We express deep concern at the Sri Lankan state’s repeated refusal to co-operate with the OHCHR inquiry into mass atrocities, including Sri Lanka’s reiteration of that to the Council this week, where they rejected the new Human Rights High Commissioner’s call for co-operation.
The Sri Lankan state has sought only to obstruct the process the UN process towards accountability and justice.
The government has denied visas to UN investigators, it has allowed the intimidation of witnesses in the presence of international diplomats and has publicly discussed potential punitive action against those who work with the UN. This intimidation, as pointed out by the High Commissioner for Human Rights, is deeply alarming.
The prominent human rights campaigner, Balendran Jeyakumari, who was arrested in the run up to this Council’s March session, remains in custody.
Activists and rights groups who worked towards the set up of a UN inquiry have since been targeted by the Sri Lankan state. Tamil human rights campaigners from member states world wide have been criminalised and their organisations proscribed. Sri Lanka’s MoD has placed severe restrictions on NGOs in the island.
These acts once again underscore the former OHCHR conclusions highlighting a lack of political will in Sri Lanka to seek accountability, justice and reconciliation.
Sri Lanka’s claims of introducing domestic steps towards accountability, reconciliation and a bill for witness protection, belie the ongoing intimidation of witnesses and Tamils who speak to international officials, as well as the lack of judicial independence and rule of law across the island.

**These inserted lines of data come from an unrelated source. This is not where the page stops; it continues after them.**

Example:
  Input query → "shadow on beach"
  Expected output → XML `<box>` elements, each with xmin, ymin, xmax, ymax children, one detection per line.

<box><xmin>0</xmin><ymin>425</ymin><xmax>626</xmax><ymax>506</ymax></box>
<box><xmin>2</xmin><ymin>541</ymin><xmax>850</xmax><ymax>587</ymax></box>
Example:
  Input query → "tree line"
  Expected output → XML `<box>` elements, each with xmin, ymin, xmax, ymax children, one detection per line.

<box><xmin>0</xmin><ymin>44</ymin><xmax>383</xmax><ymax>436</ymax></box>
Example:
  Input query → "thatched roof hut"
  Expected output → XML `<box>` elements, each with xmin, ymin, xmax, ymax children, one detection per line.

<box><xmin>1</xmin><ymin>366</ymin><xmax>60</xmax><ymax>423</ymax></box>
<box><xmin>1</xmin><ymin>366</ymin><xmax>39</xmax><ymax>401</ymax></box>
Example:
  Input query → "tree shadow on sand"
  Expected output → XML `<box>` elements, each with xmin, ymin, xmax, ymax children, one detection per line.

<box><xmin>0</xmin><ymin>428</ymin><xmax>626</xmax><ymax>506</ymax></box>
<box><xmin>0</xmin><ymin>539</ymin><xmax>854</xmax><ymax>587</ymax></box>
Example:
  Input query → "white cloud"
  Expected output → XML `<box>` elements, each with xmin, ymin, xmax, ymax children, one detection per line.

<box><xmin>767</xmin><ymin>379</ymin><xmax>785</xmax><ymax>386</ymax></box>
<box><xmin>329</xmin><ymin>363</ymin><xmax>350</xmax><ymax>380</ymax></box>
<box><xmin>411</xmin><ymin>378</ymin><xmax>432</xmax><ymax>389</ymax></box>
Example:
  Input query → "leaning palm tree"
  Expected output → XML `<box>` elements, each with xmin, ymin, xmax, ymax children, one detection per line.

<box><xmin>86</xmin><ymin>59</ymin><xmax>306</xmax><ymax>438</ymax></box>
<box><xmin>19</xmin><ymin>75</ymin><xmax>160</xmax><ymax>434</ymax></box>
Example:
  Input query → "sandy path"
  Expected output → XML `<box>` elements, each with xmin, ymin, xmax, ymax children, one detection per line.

We urge this Council to exert pressure on Sri Lanka to cooperate with the UN inquiry and to ensure the safety of witnesses, as the only means of achieving meaningful accountability and justice for the killing of tens of thousands of Tamils at the end of the armed conflict.
However, Sri Lanka’s rejection of this, is not the only barrier to accountability, justice and reparation on the island.
The state’s systematic militarisation, colonisation and dismantling of the social and economic structure of the North-East serves to ensure that Tamil people remain subjugated, and their homeland erased. This genocidal process must stop, and a situation of normalcy must be established for the island to see true reconciliation and stability, through a political solution that benefits all the people on the island and addresses the grievances and aspirations of the Tamils in the North-East.